Хлебозоры — страница 19 из 42

— Как совсем выпрямлюсь — так тебе подарю, — сказал он о мотоцикле. — А то ездить неудобно, сижу, как кол, ветром сшибает.

Я отгулял месяц после службы, отрыбачил его, отходил с матерью за грибами и уже стал оформляться на работу. Меня брали в лесничество лесоводом, и я становился начальником над дядей Леней Христолюбовым. Дядя Леня в ту пору уже ходил в передовиках и врачевал больных на Божьем озере. Однажды вечером он примчался в Великаны, не заезжая домой, подрулил к нашему двору.

— Степан, поехали! Я тебе такое покажу! Такое услышишь! У меня один мужик живет, поехали, послушаешь!

А дядя Леня не постарел, наоборот, стал говорливее и взбалмошней. Впрочем, я судил по седине в волосах, а белые, говорят, не седеют…

Возле кордонной избы полуголый мужчина колол дрова и складывал их в высокие стога-поленницы. Он отставил колун, утерся скомканной рубахой и, оглядев меня, отрицательно помотал головой:

— Нет, на этого не похож… И близко не похож. Говорю же, он щуплый был, руки только длинные. Вот насчет волос — не скажу. Мы там стриженые были…

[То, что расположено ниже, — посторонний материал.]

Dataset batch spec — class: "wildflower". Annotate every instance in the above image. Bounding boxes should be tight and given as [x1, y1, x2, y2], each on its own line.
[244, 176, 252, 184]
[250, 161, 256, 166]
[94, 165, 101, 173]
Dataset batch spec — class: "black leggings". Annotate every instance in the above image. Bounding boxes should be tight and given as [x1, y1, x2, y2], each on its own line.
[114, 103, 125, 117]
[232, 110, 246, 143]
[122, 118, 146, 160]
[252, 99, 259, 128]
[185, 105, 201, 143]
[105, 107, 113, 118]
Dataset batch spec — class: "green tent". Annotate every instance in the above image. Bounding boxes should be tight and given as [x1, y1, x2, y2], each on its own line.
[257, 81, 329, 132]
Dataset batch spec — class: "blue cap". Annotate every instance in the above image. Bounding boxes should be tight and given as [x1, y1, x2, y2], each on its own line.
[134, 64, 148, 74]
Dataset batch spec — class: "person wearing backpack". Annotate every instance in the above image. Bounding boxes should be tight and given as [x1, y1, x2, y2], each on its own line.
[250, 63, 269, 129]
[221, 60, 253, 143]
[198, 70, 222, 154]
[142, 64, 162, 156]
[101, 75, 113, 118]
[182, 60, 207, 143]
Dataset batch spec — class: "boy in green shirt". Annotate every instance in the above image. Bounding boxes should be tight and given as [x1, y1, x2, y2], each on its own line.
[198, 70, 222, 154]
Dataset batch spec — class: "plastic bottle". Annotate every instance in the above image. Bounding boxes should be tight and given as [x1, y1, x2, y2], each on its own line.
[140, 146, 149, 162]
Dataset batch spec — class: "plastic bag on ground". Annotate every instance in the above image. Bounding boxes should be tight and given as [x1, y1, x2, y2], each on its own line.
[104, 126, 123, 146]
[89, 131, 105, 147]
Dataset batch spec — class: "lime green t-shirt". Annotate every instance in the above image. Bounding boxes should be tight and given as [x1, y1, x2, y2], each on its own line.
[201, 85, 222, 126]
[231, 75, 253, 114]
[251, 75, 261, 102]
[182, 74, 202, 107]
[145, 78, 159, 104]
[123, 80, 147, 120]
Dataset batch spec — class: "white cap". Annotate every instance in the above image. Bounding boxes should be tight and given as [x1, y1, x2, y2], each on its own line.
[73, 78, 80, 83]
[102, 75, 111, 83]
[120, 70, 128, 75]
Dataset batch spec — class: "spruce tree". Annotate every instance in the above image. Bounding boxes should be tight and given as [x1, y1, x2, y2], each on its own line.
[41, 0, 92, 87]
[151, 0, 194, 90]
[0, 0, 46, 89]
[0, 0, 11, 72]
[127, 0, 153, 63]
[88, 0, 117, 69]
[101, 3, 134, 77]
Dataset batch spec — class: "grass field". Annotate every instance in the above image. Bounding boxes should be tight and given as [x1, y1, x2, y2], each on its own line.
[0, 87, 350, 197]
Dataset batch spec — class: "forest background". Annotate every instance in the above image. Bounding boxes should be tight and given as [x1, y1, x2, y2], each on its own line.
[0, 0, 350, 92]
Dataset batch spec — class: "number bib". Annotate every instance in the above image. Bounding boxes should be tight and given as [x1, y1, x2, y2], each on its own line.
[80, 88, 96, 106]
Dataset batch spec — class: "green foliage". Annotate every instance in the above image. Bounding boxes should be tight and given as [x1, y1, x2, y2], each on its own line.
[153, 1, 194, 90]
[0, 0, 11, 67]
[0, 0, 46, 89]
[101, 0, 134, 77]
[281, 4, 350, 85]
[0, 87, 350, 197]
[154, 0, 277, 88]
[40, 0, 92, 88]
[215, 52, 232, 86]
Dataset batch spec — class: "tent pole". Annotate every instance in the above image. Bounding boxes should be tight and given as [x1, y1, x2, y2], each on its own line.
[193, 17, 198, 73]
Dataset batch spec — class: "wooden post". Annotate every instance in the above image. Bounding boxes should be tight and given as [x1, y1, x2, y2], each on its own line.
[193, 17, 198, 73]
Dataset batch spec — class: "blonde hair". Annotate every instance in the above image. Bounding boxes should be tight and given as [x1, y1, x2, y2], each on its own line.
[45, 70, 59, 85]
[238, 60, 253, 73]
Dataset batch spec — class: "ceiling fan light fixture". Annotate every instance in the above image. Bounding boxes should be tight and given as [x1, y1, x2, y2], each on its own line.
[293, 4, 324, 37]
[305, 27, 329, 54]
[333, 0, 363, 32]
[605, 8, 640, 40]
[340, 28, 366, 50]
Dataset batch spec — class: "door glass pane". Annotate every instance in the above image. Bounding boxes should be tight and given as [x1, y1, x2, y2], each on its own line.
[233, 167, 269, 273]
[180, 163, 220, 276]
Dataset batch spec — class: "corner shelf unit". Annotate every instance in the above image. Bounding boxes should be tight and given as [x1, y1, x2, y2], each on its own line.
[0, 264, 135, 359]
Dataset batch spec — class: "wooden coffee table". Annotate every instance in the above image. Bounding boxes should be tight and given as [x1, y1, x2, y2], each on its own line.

— Все равно, ты расскажи, — настоял дядя Леня. — По поведению на Павла похож. Да и имя…

— А что имя? — вздохнул мужчина. — У нас в роте только четверо Павлов было… Может, его по-другому звали, не знаю. Сестрички так окликали — он глаза поворачивал. А фамилию он сам не помнил, может, говорить не хотел… Да я с ним и лежал недолго. Меня из палаты смертников в общую перевели, а он там остался…

— Ладно, Василий Терентич, ты не крутись, рассказывай, — оборвал его дядя Леня. — То говорил, похож, здешние места поминал, а теперь…

— Пока живой был — почему у него не спросили? — неожиданно рассердился Василий Терентьевич. — Я раззадорю парня, а вдруг не его отец?.. Знаешь, сколько тогда было таких?

Он взял колун, отвернулся и с силой ударил по чурке. Осиновый кругляш развалился, обнажив черную, словно выжженную сердцевину. Дядя Леня позвал в избу, стал угощать, сетуя, что угостить, кроме ореховой каши, больше нечем; режим голодного сорок третьего поддерживался на Божьем строго.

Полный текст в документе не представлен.